This seven-story building, as sober as it looks today, used to be one of the centers of hedonistic delirium in post-WWI and occupied Paris.
The One-Two-Two was named after its address, 122 Rue de Provence. The numbers were translated into English to ensure that tourists would be able to find the brothel.
Opened in 1924 by Marcel Jamet and his wife Doriane— who herself was an erstwhile courtesan of Le Chabanais, the most popular and posh bordello in Paris until the advent of the One-Two-Two. Jamet and his wife designed their brothel as a sort of trip around the world. Based on a Kama Sutra-esque exploration, sexual wonderment and expression where inspired by travel through rooms decorated to evoke both world geography and history - with nods to various fetishes becoming more emphatic the more stairs patrons were willing to climb. While it boasted a deceptively austere exterior, The One-Two-Two was, on the inside, something of an X-rated theme park.

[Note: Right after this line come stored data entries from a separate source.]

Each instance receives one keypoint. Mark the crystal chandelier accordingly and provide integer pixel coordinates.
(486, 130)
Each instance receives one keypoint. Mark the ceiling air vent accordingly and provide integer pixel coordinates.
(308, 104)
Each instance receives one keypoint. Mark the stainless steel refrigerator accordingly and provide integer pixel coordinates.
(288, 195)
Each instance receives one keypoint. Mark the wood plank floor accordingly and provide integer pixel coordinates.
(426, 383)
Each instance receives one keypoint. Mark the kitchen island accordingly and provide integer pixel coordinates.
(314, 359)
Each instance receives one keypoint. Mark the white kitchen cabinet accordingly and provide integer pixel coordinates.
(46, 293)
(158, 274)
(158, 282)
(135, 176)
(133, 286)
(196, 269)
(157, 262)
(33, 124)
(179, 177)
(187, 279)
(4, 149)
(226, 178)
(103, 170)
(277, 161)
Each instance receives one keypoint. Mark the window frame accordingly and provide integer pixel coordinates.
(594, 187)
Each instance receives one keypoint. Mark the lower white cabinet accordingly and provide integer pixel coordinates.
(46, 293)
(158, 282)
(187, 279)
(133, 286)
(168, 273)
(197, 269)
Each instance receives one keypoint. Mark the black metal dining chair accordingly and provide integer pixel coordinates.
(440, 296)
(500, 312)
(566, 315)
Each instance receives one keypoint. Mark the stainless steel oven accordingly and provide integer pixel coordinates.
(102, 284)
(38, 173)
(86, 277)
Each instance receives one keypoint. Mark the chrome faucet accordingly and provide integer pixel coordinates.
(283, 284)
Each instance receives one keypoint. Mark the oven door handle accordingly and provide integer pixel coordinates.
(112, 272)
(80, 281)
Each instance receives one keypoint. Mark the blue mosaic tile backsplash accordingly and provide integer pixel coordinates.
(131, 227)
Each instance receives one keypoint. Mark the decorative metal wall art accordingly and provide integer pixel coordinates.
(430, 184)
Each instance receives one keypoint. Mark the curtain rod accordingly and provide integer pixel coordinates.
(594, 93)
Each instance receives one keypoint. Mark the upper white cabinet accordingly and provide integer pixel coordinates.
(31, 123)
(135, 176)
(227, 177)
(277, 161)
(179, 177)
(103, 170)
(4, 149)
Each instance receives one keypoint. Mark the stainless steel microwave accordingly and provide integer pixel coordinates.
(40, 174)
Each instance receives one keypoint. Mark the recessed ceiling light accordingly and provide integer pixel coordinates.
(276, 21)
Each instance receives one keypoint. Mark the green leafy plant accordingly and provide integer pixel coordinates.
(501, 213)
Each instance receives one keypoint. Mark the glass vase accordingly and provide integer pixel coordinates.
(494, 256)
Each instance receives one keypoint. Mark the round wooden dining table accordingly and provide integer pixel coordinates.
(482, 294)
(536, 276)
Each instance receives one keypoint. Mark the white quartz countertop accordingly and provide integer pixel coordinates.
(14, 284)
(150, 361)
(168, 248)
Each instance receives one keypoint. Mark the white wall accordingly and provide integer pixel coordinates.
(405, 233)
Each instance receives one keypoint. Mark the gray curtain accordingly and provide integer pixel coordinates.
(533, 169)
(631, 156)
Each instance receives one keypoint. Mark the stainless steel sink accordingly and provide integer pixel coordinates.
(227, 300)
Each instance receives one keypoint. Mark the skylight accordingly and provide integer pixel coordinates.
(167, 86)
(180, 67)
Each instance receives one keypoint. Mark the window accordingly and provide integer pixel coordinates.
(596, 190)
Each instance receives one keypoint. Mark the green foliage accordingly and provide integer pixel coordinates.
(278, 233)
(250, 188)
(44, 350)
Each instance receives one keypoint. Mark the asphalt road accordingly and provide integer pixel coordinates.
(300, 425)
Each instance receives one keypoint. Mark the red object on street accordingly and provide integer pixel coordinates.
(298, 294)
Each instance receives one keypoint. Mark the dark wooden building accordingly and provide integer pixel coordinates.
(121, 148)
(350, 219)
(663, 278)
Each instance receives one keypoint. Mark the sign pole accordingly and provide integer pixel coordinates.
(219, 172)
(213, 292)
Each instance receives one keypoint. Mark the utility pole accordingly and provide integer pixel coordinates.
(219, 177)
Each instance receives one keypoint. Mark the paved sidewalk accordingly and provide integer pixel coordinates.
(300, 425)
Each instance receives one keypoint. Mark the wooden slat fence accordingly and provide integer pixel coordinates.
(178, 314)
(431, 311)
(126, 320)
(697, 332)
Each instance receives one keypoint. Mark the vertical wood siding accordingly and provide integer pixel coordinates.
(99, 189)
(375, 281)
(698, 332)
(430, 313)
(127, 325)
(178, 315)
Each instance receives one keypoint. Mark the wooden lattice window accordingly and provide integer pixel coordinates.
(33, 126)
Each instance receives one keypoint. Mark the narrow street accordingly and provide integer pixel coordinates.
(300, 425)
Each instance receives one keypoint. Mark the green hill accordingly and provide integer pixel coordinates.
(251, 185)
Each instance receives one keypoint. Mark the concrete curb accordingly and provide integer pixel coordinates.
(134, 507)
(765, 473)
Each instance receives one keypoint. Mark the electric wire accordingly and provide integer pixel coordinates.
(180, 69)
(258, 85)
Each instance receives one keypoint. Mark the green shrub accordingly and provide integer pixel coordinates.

Each of the 22 rooms was designed as a moment in history, a scene in which courtesans became characters willing to complete the illusion of living—and fornicating—in another time and place. In addition to the perhaps unsurprising medieval tableaux that were available to the modern penitent, One-Two-Two also boasted:
~ The Pirate Room, which included a four-poster bed that would mechanically swing like a boat in a tempest while jets of water hidden in the wall would drench the occupants, for the ultimate experience in leaky boat sex.
~ The Orient Express Room, an exact replica of a cabin in the famous locomotive. This included the shaking and bouncing effect of being on a train and included a railway soundtrack. As an option, you could demand an intrusive conductor to enter in the room, and join in the festivities. Sorry, no simulated murder mysteries or stout Belgian detectives.
~ An Egyptian Hall—Feeling like one of the two most powerful Roman men to live in the first century, BCE? The Cleopatra in this room would be thrilled to make you feel like a Roman consul. Leave the asps at home.
In addition to these fabulous options for historical debauchery, there were also plenty of other unusual accommodations—a barn full of straw (for when wool just wasn’t itchy enough), an Inuit igloo, a Native American tipi, a Provencal cottage, and more.
The One-Two-Two was also coupled with Le Boeuf à la Ficelle, a gastronomic restaurant frequented by the upper crust of international Bohemia, enjoyed regularly by such figures as Marlene Dietrich, Cary Grant, Edith Piaf and Mistinguett. The servers at the restaurant were clad only in aprons and high heels.
However, despite the caliber of its clientele on both sides of the business, the One-Two-Two was not nearly as elitist as the aforementioned Le Chabanais. In fact, the establishment offered its services for free every Thursday for “broken faces”: the soldiers and other heavily wounded victims of WWI.
In 1939 Doriane ran away with a wealthy diplomat, leaving a space open for another young, ambitious courtesan. Georgette Pelagie, aka Fabienne, became the new mistress of both brothel and Jamet. They married in 1942, celebrating their union with an epicurean feast during which 176 bottles and 34 magnums of champagne were consumed.
The Nazi occupation contributed a great deal to the ultimate failure of the One-Two-Two. The establishment was popular among Nazi officers, and Jamet and his courtesans were later criticized and accused of being collaborators. When the war ended, the women perceived as such were persecuted by the French, who shaved their heads. The bordello closed its doors when brothels became illegal in 1946. The building is now a home for business and law offices.